Ebenfalls am Montag bekam Prag nach anderthalb Monaten wieder einen Oberbürgermeister. In einer Geheimwahl wurde der von den Bürgerdemokraten für diesen Posten nominierte Igor Nemec zum Oberbürgermeister gewählt. Er war der einzige Kandidat und ersetzt damit Jan Kasl, der Ende Mai zurückgetretenen war.

Bei schweren Unwettern sind am Dienstag in Tschechien zwei Menschen ums Leben gekommen. Im östlichen Landesteil wurden zahlreiche Wohnungen und Fahrzeuge überflutet. Auf Grund der Überschwemmungen kam es in zahlreichen Kommunen zu Stromausfällen und hohen Materialschäden. Am Mittwoch wurde in fünf Gemeinden der Region Blansko der Ausnahmezustand ausgerufen.

Aus gesundheitlichen Gründen musste Präsident Vaclav Havel am Mittwoch seinen für drei Tage geplanten Staatsbesuch in Frankreich bereits nach dem ersten Tag abbrechen. Havel war am Dienstag in Paris angekommen und hatte dort mit seinem französischen Amtskollegen Jacques Chirac über die Erweiterung der Europäischen Union, den nächsten NATO-Gipfel in Prag, sowie die tschechische Kultursaison gesprochen, die derzeit in Frankreich stattfindet.

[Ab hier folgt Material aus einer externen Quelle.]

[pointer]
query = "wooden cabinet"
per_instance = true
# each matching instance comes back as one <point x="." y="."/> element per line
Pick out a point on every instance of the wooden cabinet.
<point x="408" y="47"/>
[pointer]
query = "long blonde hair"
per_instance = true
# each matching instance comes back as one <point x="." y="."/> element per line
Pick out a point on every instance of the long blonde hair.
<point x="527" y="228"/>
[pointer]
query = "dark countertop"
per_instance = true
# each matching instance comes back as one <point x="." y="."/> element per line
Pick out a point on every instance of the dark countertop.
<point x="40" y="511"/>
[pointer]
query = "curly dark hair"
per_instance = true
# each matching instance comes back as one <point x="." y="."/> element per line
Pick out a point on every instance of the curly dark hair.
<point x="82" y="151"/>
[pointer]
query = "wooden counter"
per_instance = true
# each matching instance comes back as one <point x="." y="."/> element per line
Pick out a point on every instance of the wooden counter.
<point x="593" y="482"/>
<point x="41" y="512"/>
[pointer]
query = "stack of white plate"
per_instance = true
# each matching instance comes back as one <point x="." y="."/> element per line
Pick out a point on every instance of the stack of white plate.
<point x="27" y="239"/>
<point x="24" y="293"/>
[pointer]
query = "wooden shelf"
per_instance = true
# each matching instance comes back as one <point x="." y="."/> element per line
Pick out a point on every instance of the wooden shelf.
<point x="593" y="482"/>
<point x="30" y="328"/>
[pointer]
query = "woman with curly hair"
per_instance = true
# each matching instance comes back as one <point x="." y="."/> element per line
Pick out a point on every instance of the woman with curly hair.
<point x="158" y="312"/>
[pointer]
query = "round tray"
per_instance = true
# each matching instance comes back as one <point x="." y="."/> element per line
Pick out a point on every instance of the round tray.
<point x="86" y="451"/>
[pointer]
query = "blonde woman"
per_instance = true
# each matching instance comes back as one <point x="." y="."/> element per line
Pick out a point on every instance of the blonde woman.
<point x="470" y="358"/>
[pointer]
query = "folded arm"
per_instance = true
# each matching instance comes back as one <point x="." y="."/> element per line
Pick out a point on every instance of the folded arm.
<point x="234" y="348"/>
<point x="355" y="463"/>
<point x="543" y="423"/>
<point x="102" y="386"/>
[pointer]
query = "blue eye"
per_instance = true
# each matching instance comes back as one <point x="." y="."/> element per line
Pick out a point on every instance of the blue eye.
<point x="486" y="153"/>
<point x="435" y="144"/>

Sofort nach seiner Ankunft in Prag wurde der Präsident am Mittwoch in das Prager Militärkrankenhaus eingeliefert. Die Untersuchungen bestätigten, dass er erneut an einer Bronchitis leidet.

Der neue tschechische Premier Vladimir Spidla hat am Mittwoch die letzten vier von insgesamt sechzehn Minister offiziell in ihre Ämter eingeführt.

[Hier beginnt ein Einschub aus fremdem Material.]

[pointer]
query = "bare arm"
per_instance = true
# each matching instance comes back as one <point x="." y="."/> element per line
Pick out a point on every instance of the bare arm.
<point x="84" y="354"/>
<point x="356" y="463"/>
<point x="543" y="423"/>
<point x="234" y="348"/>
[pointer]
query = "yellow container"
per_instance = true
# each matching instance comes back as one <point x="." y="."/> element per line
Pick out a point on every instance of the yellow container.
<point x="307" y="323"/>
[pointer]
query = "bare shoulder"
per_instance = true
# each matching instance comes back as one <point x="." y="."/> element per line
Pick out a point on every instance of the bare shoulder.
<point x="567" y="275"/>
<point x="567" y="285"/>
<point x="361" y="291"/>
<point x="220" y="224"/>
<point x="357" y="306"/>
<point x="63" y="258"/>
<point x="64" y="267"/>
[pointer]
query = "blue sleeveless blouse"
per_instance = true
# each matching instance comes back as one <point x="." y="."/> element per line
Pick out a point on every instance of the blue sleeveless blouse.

Am Donnerstag war dann auch die Führung des neuen Abgeordnetenhauses komplett. Mit Miroslava Nemcová von der Demokratischen Bürgerpartei wurde die letzte der sechs Vizevorsitzenden des Unterhauses in ihr Amt gewählt. Ebenfalls bestätigte das Abgeordnetenhaus am Donnerstag alle Vorsitzenden der Abgeordnetenhausausschüsse in ihren Funktionen. Sechs Vorsitzende sind von der Sozialdemokratischen Partei, vier von der Demokratischen Bürgerpartei, zwei sind Christdemokraten und die Unionisten und Kommunisten sind je durch einen Vorsitzenden vertreten.

Der Präsident des Senders Radio Free Europe/Radio Liberty, Thomas Dine, ist am Donnerstag in Prag vom litauischen Staatspräsidenten Valdas Adamkus mit dem Orden des litauischen Großfürsten Gediminas ausgezeichnet worden. Für wahrheitsgetreue Berichterstattung vor dem Fall des Eisernen Vorhangs sowie für die Hilfe bei der Demokratisierung der postkommunistischen Länder wurden auch der Leiter der litauischen Sendungen des Senders, Saulius Kondrotas, und der Chef der Zentralen Sendungen, Kestutis Girnius, gewürdigt. Der litauische Präsident betonte in seiner Rede die Rolle, die die Sendungen vor dem Fall des Kommunismus in Litauen spielten. Valdas Adamkus traf am Donenrstag auch mit dem Regierungsbevollmächtigten für die Vorbereitungen des NATO-Gipfels, Alexandr Vondra, und dem tschechischen Vizeverteidigungsminister Stefan Füle zusammen.

Die NATO bietet der Tschechischen Republik Hilfe bei den Sicherheitsmaßnahmen an, die während des NATO-Gipfels im November in Prag getroffen werden sollen. Die NATO verriet nach Informationen der Nachrichtenagentur CTK von Donnerstag nicht, welche konkreten Schritte in diesem Bereich unternommen werden.

Der außenpolitische Sprecher der SPD-Bundestagsfraktion Gert Weisskirchen hat gleich nach der Ernennung des neuen tschechischen Kabinetts mit dessen führenden Vertretern darüber diskutiert, wie die in den tschechisch-deutschen Beziehungen existierenden Spannungen beseitigt werden könnten. "Wir möchten nach Wegen voran suchen," erklärte der SPD-Politiker am Donnerstag gegenüber der Nachrichtenagentur CTK. Er traf am Dienstag mit Premier Vladimir Spidla, dem Abgeordnetenchef Lubomir Zaoralek und mit Außenminister Cyril Svoboda zusammen. Svoboda zufolge weilte Weisskirchen zu einem Privatbesuch in Tschechien und traf mit Menschen zusammen, die ihm nahe stehen. Der SPD-Politiker war einer der ersten ausländischen Politiker, die Kontakte mit dem neuen tschechischen Kabinett anknüpften.